Desde agosto do ano passado, a concessionária adotou a redução de pressão no abastecimento entre 19h e 5h em toda a Região Metropolitana. Oficialmente, não é chamado de rodízio. Mas, na prática, para milhares de famílias, é falta d’água todo dia.
Banho de garrafa e janta às pressas
Na Vila Sônia, zona oeste, trabalhadora chega às 23h e toma banho com garrafas que enche pela manhã. No Grajaú e em Paraisópolis, mães correm para preparar o jantar e o banho das crianças antes das 19h ou 20h, quando a água simplesmente deixa de chegar.
Em bairros como Itaquera, Brasilândia e Butantã, moradores relatam interrupções diárias ou pressão tão fraca que a água não sobe para casas em áreas mais altas — cenário ainda mais cruel para quem não tem caixa d’água.
A desigualdade hídrica escancara a perversidade do modelo: quem pode investir em reservatório sofre menos. Quem vive na ponta (vulnerável), paga a conta.

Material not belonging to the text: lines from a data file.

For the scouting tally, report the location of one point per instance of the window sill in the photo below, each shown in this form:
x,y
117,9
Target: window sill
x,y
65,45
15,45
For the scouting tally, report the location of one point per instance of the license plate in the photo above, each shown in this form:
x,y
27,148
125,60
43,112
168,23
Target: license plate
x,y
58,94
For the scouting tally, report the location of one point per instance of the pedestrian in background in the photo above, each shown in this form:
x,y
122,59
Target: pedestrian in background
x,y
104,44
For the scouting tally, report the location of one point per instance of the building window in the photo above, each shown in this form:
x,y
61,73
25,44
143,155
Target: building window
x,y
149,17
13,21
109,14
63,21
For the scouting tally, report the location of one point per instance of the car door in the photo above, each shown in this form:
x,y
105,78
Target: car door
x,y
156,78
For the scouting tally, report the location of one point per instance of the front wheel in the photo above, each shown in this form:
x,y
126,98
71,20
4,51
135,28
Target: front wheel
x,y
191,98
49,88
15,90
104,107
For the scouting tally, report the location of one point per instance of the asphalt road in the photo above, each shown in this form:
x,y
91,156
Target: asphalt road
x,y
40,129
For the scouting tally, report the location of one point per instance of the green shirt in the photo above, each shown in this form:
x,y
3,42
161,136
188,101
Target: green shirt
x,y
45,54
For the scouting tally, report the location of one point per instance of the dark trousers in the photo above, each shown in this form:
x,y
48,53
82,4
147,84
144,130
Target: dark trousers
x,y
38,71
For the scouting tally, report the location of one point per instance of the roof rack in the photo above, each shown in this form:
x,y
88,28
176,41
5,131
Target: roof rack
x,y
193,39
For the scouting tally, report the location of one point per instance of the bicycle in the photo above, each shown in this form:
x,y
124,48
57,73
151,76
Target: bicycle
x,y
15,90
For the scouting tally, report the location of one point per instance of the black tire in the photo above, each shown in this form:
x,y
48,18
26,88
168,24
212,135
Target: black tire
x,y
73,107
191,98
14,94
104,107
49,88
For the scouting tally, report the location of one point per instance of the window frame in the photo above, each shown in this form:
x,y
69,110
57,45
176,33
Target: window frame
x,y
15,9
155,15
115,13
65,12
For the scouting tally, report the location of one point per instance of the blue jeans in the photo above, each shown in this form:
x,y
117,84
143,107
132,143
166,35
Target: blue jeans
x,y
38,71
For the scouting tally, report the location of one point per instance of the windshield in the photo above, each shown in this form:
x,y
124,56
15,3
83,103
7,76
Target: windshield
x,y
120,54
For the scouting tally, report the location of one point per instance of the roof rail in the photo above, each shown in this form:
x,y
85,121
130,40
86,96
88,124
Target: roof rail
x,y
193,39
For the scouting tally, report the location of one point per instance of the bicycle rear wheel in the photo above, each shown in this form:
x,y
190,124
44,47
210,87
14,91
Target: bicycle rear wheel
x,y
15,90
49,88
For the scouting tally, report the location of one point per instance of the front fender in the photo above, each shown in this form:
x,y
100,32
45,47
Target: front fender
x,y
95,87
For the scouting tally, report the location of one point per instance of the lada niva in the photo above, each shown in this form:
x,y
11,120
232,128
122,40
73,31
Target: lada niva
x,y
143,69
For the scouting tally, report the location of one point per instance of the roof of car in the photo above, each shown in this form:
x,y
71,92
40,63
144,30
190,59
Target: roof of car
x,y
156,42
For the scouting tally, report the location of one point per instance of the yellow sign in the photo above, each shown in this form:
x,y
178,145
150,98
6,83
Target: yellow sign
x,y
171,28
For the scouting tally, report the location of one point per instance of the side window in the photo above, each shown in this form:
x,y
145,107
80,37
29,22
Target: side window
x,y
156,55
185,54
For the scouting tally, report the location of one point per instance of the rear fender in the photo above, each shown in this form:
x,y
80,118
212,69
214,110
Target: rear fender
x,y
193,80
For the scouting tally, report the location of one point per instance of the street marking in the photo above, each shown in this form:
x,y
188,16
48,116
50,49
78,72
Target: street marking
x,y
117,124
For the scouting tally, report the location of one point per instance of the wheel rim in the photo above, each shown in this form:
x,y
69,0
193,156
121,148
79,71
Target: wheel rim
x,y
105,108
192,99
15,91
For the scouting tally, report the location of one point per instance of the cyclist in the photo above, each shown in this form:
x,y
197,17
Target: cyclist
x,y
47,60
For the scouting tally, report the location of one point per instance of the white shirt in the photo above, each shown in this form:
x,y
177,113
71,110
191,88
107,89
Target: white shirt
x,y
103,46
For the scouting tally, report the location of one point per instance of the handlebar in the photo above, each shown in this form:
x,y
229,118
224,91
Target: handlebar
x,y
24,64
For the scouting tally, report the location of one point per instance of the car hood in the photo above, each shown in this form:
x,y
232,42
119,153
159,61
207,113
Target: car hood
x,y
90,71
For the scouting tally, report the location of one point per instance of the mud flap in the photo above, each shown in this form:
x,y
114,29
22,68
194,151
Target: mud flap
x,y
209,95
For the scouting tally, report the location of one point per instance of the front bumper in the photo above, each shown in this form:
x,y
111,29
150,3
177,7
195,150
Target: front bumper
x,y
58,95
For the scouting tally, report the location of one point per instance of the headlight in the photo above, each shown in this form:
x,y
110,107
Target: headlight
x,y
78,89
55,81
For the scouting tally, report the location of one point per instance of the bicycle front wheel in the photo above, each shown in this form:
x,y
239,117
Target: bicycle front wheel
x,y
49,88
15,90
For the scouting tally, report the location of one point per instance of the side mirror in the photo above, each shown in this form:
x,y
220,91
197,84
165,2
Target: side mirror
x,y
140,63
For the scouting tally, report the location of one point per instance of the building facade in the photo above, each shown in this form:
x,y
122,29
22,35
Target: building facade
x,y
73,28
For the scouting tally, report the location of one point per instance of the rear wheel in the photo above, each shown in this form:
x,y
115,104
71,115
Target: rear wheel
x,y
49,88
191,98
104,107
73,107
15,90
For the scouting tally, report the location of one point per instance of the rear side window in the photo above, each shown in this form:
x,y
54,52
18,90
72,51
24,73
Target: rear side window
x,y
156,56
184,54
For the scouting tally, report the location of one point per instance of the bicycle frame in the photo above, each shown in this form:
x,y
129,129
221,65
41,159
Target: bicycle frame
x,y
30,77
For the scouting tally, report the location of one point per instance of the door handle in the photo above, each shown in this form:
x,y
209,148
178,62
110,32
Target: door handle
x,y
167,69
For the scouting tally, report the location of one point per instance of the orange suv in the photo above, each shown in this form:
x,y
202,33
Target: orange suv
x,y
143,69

Comércio prejudicado e prejuízo acumulado
O impacto não é só doméstico. Lavanderias atrasam entregas por falta de água. Cafeterias deixam de servir clientes. Restaurantes recorrem a copos descartáveis para economizar. Cinemas chegam a interditar banheiros.

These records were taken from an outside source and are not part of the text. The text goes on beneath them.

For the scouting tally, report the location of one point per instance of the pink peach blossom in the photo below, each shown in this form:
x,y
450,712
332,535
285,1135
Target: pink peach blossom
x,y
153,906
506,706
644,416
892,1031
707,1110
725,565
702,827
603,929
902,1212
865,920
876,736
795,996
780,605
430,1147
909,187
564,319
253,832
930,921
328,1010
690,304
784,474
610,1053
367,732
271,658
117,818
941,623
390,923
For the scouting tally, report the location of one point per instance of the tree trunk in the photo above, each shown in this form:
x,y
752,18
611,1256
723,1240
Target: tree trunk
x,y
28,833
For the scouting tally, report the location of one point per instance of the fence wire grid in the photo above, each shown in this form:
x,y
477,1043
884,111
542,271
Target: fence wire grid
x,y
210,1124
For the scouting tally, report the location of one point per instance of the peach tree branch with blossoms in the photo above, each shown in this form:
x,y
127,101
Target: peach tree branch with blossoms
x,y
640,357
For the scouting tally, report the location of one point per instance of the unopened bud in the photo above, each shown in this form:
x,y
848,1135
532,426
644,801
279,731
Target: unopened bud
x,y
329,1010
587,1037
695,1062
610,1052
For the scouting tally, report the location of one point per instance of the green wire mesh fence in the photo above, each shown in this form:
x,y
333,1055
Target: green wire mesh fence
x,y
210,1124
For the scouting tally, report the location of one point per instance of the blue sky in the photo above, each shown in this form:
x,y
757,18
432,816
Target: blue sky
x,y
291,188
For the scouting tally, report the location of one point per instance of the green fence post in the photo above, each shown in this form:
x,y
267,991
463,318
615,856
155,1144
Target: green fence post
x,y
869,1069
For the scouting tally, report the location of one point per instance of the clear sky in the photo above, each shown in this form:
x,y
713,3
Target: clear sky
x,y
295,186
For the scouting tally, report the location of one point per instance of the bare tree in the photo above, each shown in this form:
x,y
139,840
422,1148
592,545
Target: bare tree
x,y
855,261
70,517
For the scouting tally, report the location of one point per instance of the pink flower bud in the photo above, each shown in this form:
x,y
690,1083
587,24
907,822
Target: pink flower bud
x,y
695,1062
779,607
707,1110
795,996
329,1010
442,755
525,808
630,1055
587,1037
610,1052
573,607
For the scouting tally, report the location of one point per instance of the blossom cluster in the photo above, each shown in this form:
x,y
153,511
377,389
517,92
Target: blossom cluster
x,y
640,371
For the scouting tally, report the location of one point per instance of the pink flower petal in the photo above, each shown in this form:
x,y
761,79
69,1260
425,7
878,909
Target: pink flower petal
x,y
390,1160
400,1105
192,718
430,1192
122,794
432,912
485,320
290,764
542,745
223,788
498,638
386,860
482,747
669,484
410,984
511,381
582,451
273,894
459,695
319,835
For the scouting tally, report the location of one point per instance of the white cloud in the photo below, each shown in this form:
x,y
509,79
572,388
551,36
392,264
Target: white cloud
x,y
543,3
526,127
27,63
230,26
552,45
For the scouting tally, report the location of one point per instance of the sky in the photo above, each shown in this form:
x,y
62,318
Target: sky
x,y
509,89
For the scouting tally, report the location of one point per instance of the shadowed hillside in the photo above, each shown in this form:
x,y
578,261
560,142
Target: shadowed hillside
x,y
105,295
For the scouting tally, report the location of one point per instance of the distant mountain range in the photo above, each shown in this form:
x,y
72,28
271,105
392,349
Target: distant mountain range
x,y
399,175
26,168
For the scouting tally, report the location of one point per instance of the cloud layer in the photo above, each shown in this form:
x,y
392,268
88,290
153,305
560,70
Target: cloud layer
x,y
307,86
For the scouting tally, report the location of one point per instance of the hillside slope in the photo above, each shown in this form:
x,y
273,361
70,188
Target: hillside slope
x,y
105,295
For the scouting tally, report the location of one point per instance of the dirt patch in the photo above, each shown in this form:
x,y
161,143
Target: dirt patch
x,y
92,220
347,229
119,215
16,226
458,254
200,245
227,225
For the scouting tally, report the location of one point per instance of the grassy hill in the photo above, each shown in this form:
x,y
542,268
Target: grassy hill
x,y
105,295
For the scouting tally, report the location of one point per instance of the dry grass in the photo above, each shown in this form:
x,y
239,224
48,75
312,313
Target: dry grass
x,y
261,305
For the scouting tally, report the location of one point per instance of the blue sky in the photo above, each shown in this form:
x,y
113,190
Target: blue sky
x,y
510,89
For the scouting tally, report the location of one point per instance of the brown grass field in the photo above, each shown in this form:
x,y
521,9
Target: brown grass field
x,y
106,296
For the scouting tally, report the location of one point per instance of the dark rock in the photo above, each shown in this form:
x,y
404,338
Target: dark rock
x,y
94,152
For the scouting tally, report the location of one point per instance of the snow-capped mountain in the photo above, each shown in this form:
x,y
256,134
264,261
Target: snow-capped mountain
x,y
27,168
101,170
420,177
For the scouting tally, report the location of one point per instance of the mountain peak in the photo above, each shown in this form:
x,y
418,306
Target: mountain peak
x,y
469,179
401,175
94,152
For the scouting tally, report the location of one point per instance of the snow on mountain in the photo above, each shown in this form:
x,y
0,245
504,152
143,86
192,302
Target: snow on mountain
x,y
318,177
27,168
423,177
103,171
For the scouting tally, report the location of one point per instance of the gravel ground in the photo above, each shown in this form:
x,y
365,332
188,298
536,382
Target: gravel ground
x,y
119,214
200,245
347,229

Empresas de caminhão-pipa relatam aumento na procura, especialmente por parte de restaurantes e condomínios. Ou seja: a crise vira custo extra para quem trabalha e empreende, enquanto a concessionária segue defendendo a “gestão da demanda”.

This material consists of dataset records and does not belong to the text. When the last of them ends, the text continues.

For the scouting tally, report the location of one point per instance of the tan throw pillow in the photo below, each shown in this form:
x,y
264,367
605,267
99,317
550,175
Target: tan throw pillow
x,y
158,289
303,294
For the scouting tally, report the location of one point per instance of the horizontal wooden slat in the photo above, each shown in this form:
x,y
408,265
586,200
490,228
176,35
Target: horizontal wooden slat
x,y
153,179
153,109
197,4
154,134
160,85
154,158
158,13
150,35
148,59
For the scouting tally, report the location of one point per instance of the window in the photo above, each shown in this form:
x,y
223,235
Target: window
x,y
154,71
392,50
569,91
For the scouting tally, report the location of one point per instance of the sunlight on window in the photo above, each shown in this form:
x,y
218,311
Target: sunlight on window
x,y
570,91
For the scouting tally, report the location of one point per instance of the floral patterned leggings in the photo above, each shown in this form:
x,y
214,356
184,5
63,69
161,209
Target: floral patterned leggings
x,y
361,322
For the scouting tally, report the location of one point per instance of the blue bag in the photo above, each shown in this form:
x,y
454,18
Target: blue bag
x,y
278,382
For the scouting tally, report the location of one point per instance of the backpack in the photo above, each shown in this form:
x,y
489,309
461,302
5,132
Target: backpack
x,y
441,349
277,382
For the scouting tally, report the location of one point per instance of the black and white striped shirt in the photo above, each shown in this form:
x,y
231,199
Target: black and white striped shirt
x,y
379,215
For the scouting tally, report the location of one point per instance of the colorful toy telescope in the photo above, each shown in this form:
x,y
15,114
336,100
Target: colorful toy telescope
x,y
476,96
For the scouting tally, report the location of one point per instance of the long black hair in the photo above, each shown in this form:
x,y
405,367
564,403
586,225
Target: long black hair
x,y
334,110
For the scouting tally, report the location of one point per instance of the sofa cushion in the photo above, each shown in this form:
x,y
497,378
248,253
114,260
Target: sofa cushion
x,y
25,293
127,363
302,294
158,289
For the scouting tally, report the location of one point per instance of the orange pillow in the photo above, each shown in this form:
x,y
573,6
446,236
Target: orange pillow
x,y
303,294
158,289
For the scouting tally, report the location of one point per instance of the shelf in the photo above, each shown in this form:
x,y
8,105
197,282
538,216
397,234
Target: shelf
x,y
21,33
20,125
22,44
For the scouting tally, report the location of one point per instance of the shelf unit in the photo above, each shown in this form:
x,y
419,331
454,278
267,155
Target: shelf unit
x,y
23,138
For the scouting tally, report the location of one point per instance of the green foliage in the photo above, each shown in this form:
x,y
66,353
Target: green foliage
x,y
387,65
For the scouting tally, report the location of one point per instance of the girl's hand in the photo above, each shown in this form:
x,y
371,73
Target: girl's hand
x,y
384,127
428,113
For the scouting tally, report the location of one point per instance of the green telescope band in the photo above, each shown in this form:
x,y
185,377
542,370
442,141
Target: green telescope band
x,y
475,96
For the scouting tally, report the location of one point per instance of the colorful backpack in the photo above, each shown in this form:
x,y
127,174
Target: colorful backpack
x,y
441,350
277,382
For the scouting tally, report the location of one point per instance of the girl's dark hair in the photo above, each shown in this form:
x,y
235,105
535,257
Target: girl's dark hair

Privatização: lucro blindado, povo penalizado
A Sabesp afirma que a redução de pressão é medida preventiva determinada pela Arsesp e que já teria economizado 83 bilhões de litros. Também anuncia bilhões em investimentos até 2027.
Mas a pergunta que ecoa nas casas sem água é simples:
se há investimento recorde e gestão eficiente, por que a população precisa tomar banho de garrafa em pleno período de chuvas?
Especialistas alertam que o que está em curso é, sim, um racionamento disfarçado. A redução da pressão produz o mesmo efeito prático de um rodízio — principalmente nas áreas mais vulneráveis.
A privatização prometeu eficiência, modernização e segurança hídrica. O que o povo está vivendo é insegurança, improviso e incerteza diária.
Água é direito, não mercadoria
A crise expõe o risco de submeter um serviço essencial à lógica do mercado. Quando a prioridade passa a ser resultado financeiro e dividendos, o direito básico à água potável fica em segundo plano.
O Sintaema reafirma: água é direito humano, não ativo financeiro.
Seguiremos denunciando os efeitos da privatização, defendendo investimentos estruturantes de verdade e cobrando transparência, planejamento e respeito à população paulista.
Porque dignidade não pode depender da pressão na rede.